In einer Rede auf einer Plenarsitzung des KP-Zentralkomitees im Januar 1933, so schildert es Kopelew, sprach Stalin ausführlich über die Kollektivierung der Landwirtschaft und die Getreidebeschaffung in der Ukraine, erwähnte aber die damals bereits ausgebrochene Hungersnot mit keinem Wort.62 Zwar räumte er ein, dass es in der Landwirtschaft Schwierigkeiten gebe und dass man die Kolchose wohl überschätzt und idealisiert habe. Auch habe sich die Führung in Moskau ein wenig zu sehr auf die „Leninsche Härte und Scharfsichtigkeit der Funktionäre vor Ort“ verlassen. Daraus zog Stalin in der erwähnten Rede den Schluss, die Partei müsse nun die Leitung der Kolchose noch enger an die Hand nehmen und konsequent zentralisieren, „sie muss in alle Details des Kolchoslebens eindringen“. Weil sie dies bisher nicht getan habe, „regieren in den Kolchosen ehemalige weißgardistische Offiziere, ehemalige Petljura-Leute63 und sonstige Feinde“.

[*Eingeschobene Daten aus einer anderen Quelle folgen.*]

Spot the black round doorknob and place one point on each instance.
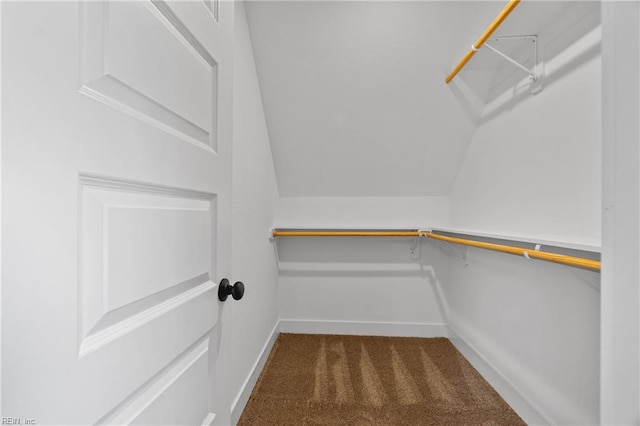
(225, 289)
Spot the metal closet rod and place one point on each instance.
(519, 251)
(487, 33)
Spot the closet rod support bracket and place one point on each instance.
(535, 74)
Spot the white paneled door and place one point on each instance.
(116, 180)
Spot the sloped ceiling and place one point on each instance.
(354, 92)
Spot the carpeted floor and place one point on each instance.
(358, 380)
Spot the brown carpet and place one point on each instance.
(358, 380)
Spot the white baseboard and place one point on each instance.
(520, 404)
(362, 328)
(245, 392)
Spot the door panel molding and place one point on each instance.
(139, 76)
(131, 236)
(145, 404)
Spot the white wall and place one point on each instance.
(361, 285)
(533, 169)
(254, 203)
(533, 165)
(620, 322)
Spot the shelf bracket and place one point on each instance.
(535, 74)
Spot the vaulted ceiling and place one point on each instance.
(354, 93)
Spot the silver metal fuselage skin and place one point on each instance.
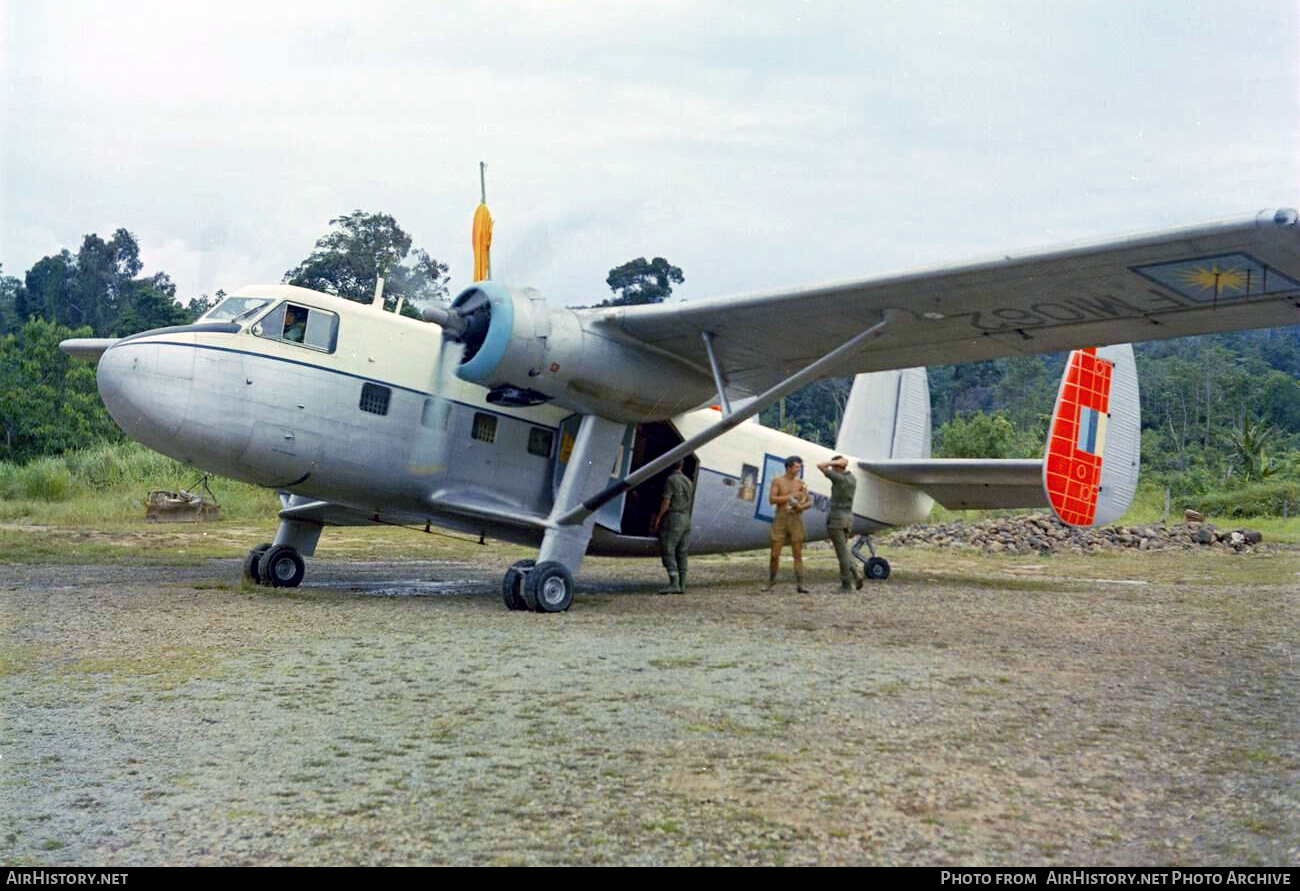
(228, 399)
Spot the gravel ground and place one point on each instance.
(969, 710)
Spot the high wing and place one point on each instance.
(1221, 276)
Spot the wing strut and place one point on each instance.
(718, 373)
(729, 422)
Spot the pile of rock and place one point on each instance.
(1040, 533)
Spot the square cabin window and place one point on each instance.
(484, 428)
(540, 441)
(375, 398)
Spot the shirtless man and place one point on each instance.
(791, 497)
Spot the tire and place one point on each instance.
(252, 561)
(876, 569)
(549, 588)
(282, 567)
(511, 587)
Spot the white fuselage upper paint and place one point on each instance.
(376, 427)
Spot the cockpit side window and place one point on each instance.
(294, 323)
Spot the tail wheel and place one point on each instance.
(282, 567)
(251, 563)
(876, 569)
(511, 587)
(549, 588)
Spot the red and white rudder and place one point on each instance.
(1090, 467)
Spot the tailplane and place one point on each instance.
(887, 415)
(1088, 474)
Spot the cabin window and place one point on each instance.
(375, 398)
(484, 428)
(540, 441)
(294, 323)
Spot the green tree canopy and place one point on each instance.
(638, 281)
(48, 401)
(362, 247)
(98, 286)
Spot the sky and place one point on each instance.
(755, 145)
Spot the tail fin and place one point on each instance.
(887, 415)
(1090, 467)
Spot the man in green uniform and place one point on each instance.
(839, 522)
(672, 524)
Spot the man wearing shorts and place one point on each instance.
(791, 497)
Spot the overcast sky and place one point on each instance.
(754, 145)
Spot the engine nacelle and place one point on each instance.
(527, 351)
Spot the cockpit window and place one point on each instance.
(234, 308)
(294, 323)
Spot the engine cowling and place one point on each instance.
(527, 351)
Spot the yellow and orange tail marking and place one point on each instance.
(1077, 441)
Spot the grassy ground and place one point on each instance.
(89, 505)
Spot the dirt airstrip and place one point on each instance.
(1138, 709)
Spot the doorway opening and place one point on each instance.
(642, 504)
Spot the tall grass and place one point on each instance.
(108, 484)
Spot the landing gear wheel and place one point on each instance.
(512, 584)
(281, 567)
(252, 561)
(876, 569)
(549, 588)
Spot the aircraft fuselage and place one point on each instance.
(364, 412)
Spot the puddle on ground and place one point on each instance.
(406, 587)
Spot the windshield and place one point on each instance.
(233, 308)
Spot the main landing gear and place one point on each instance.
(544, 587)
(274, 566)
(874, 567)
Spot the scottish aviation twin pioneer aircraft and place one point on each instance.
(505, 415)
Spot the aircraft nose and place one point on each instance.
(144, 388)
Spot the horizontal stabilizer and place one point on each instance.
(969, 483)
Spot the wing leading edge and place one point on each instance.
(1195, 280)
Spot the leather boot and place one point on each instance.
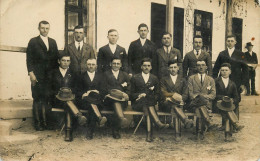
(156, 118)
(37, 122)
(149, 129)
(119, 112)
(102, 119)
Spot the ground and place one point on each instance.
(51, 147)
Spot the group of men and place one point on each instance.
(75, 79)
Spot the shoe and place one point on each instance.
(82, 120)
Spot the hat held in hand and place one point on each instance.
(226, 104)
(65, 94)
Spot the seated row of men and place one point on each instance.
(114, 88)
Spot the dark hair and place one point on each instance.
(230, 36)
(172, 62)
(43, 22)
(111, 30)
(78, 27)
(166, 33)
(142, 25)
(146, 60)
(197, 36)
(226, 65)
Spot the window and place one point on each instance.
(75, 14)
(203, 27)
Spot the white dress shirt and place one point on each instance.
(145, 77)
(142, 41)
(63, 71)
(230, 51)
(46, 41)
(112, 47)
(115, 73)
(91, 75)
(225, 81)
(77, 44)
(174, 78)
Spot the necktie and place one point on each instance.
(79, 47)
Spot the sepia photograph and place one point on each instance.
(129, 80)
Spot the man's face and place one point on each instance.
(143, 31)
(197, 44)
(146, 67)
(91, 65)
(225, 72)
(231, 42)
(44, 29)
(166, 40)
(64, 62)
(79, 34)
(173, 69)
(116, 64)
(201, 67)
(113, 37)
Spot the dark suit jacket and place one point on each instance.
(57, 81)
(151, 89)
(105, 56)
(190, 62)
(137, 52)
(168, 88)
(79, 59)
(239, 68)
(164, 58)
(230, 91)
(110, 82)
(39, 60)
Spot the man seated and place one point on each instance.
(145, 91)
(173, 87)
(61, 82)
(226, 88)
(201, 89)
(92, 94)
(117, 88)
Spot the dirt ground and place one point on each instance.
(51, 147)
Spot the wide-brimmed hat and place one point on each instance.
(226, 104)
(116, 95)
(198, 101)
(93, 98)
(176, 99)
(249, 44)
(65, 94)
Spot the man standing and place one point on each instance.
(252, 62)
(139, 49)
(191, 58)
(79, 51)
(107, 52)
(167, 54)
(41, 57)
(239, 68)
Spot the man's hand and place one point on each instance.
(140, 96)
(33, 78)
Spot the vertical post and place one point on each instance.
(229, 18)
(169, 16)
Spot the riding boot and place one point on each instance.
(149, 129)
(37, 122)
(68, 131)
(82, 120)
(101, 119)
(156, 118)
(119, 112)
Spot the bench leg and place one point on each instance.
(138, 125)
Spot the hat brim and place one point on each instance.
(116, 99)
(72, 97)
(225, 108)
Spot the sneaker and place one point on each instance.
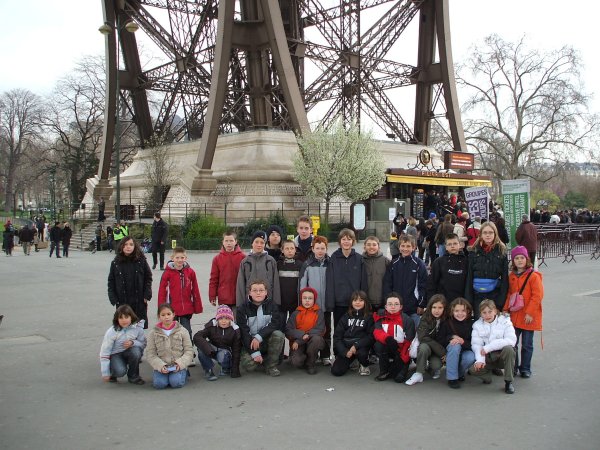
(210, 375)
(416, 378)
(273, 372)
(364, 371)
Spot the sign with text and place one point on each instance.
(478, 200)
(459, 160)
(515, 199)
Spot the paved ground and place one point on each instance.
(52, 396)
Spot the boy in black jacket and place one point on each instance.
(259, 320)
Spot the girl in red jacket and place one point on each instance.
(525, 281)
(393, 334)
(184, 295)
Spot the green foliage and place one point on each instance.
(203, 227)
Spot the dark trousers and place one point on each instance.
(157, 247)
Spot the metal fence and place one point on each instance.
(567, 241)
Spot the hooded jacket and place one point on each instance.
(407, 276)
(344, 276)
(353, 330)
(180, 289)
(448, 276)
(163, 350)
(257, 266)
(229, 338)
(384, 327)
(314, 274)
(223, 275)
(375, 268)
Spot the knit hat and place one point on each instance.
(519, 250)
(308, 289)
(259, 234)
(224, 312)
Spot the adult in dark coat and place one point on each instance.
(130, 279)
(160, 231)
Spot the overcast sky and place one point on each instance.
(42, 39)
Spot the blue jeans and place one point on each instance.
(458, 361)
(223, 358)
(127, 362)
(174, 379)
(526, 338)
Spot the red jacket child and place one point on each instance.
(385, 326)
(223, 276)
(184, 294)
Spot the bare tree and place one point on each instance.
(527, 111)
(20, 127)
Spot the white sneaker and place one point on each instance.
(364, 371)
(416, 378)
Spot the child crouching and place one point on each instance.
(305, 330)
(122, 347)
(221, 341)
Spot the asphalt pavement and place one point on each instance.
(52, 395)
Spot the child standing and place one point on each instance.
(393, 333)
(314, 274)
(258, 265)
(455, 335)
(429, 348)
(179, 279)
(260, 324)
(375, 266)
(169, 350)
(353, 337)
(493, 340)
(408, 277)
(122, 347)
(221, 341)
(524, 281)
(224, 271)
(305, 331)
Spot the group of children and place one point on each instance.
(379, 309)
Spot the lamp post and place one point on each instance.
(107, 29)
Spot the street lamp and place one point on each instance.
(107, 29)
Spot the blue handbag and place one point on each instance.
(485, 285)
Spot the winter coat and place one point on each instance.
(255, 325)
(289, 279)
(163, 350)
(229, 338)
(353, 330)
(344, 276)
(408, 277)
(223, 275)
(492, 265)
(526, 235)
(130, 283)
(160, 231)
(452, 327)
(492, 336)
(427, 331)
(257, 266)
(375, 268)
(113, 343)
(532, 298)
(448, 276)
(314, 274)
(385, 324)
(295, 334)
(183, 291)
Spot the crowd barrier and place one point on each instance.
(567, 241)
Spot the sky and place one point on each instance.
(41, 40)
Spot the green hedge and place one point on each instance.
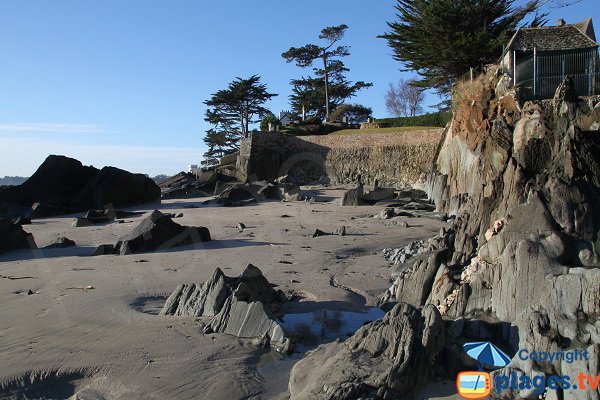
(433, 119)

„Die hypnotisierend hartnäckige Wiederholung einfacher Worte und Wortgruppen war eine Besonderheit der Stalinschen Reden, ebenso der klare, katechismushafte Aufbau: Frage – Antwort; Ursache – Folge; Prämisse – Schlussfolgerung und Aufzählung der nummerierten Thesen“, so charakterisiert Kopelew diesen Stil. Außerdem führt er die „psalmodierende Monotonie“ von Stalins Reden, den „Wechsel von ‚Demut‘ und dogmatischer Inbrunst und das ständige Bemühen ‚Satans Ränke‘ aufzuspüren (also die der Feinde, Trotzkisten, Kulaken u.a.m.)“ auf Stalins jugendliche Erfahrungen als Zögling in einem georgischen Priesterseminar zurück.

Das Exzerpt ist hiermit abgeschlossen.